The shared library (Linux) comes from a 3rd party and has some dependencies, looking roughly like this:

$ readelf -d libpdalcpp.so.17.0.0
 
Dynamic section at offset 0xd9a4a0 contains 38 entries:
  Tag        Type                         Name/Value
 0x0000000000000001 (NEEDED)             Shared library: [libgdal.so.32]
 0x0000000000000001 (NEEDED)             Shared library: [libproj.so.25]
 0x0000000000000001 (NEEDED)             Shared library: [libgeotiff.so.5]
 0x0000000000000001 (NEEDED)             Shared library: [libxml2.so.2]
 0x0000000000000001 (NEEDED)             Shared library: [libz.so.1]
 ...

My problem is that I cannot (don't want to) guarantee that these dependencies will be available at runtime; the resulting Java application will run in some JRE container based on some (I don't want to care which) Linux distribution.

So what I want is to resolve these dependencies at build time, and produce from my initial shared library with dependencies on other shared libraries one without any (or with as little as possible) dependencies on other shared libraries from the system.

  • Can this be achived?

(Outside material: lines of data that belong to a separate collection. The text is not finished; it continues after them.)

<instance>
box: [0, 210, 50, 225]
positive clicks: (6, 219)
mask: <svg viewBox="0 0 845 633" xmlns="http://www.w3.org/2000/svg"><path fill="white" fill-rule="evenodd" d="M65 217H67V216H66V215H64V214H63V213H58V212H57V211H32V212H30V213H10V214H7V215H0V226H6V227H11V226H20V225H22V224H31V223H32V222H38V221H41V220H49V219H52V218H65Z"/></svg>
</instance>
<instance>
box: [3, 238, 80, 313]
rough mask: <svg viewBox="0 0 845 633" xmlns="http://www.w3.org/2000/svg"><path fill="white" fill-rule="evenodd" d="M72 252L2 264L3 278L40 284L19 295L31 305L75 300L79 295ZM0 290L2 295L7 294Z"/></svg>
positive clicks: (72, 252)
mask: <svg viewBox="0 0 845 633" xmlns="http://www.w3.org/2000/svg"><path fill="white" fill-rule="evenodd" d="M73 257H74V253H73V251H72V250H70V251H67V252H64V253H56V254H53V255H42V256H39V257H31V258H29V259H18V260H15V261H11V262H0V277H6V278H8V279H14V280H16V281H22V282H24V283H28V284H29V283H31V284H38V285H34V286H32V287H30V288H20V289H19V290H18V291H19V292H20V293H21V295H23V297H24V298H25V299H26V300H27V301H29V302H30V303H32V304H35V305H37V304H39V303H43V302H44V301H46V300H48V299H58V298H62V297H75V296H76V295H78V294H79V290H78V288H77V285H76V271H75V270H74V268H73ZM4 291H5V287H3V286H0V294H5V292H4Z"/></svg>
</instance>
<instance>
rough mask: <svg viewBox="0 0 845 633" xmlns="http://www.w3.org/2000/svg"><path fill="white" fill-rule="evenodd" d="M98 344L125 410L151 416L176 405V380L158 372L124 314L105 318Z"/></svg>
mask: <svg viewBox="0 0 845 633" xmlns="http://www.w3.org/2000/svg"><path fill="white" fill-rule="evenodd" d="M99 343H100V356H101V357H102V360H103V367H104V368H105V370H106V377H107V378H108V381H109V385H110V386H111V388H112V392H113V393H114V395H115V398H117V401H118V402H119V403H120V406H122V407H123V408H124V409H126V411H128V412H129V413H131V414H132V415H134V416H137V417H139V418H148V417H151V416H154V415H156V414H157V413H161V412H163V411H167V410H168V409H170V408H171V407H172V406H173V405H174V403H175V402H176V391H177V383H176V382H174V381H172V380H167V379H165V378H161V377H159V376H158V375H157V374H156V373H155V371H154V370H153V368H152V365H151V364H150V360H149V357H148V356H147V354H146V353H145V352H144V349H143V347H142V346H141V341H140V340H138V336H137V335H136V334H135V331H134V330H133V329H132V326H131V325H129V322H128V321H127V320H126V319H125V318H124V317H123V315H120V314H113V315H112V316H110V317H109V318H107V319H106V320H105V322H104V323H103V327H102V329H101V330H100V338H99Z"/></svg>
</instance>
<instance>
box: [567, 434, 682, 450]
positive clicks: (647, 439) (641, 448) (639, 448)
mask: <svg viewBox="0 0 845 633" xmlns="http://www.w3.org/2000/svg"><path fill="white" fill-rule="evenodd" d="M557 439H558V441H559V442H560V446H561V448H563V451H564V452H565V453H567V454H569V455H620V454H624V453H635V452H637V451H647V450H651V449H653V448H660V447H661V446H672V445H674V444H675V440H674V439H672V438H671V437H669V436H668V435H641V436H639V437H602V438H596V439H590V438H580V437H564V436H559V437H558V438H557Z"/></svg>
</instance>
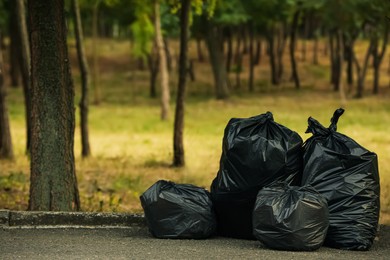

Are linkers supporting this kind of operation?
  • Is the whole idea stupid? (the best answer I got so far was that the principle behind shared libraries is modularity; however, bytecode machines like the JRE (or CLR, or ...) fall into the category where shared libraries are used for plugins, and a plugin usually should be self-contained)

Solution

  • So what I want is to resolve these dependencies at build time, and convert my initial shared library with dependencies on other shared libraries into one without any

    That is impossible in practice: almost all UNIX systems consider the shared library a final link product, which can't be meaningfully modified (except in a very limited number of ways).

    Update:

    if you know a technical reason why "That is impossible"

    The short explanation for why that's impossible (or at least hard) is that the information needed to relink two DSOs into one (in particular the relocation records) has been discarded during the original DSO linking process.

    The longer explanation is that a DSO can only have a single procedure linkage table (PLT, read more on PLT here). So you would need to merge two separate PLTs into one. That sounds easy enough -- they are just flat tables.

    However, (at least part of) this merged PLT will have to be at a different address from where the original PLTs were. And you would need to update all calls into PLT with the new addresses.

    How are you going to find all the addresses that need updating? In the original link, the linker used relocation records in the individual .o files to know which address to set to which slot in a PLT. These records are now gone (AIX is the only UNIX variant I know of which retains relocation records in the linked DSO).

    The linker would have to disassemble the two DSOs, and reconstruct these relocation records. Unfortunately, disassembling variable-length instruction sets (such as x86_64) is hard. A general solution requires complete control flow analysis.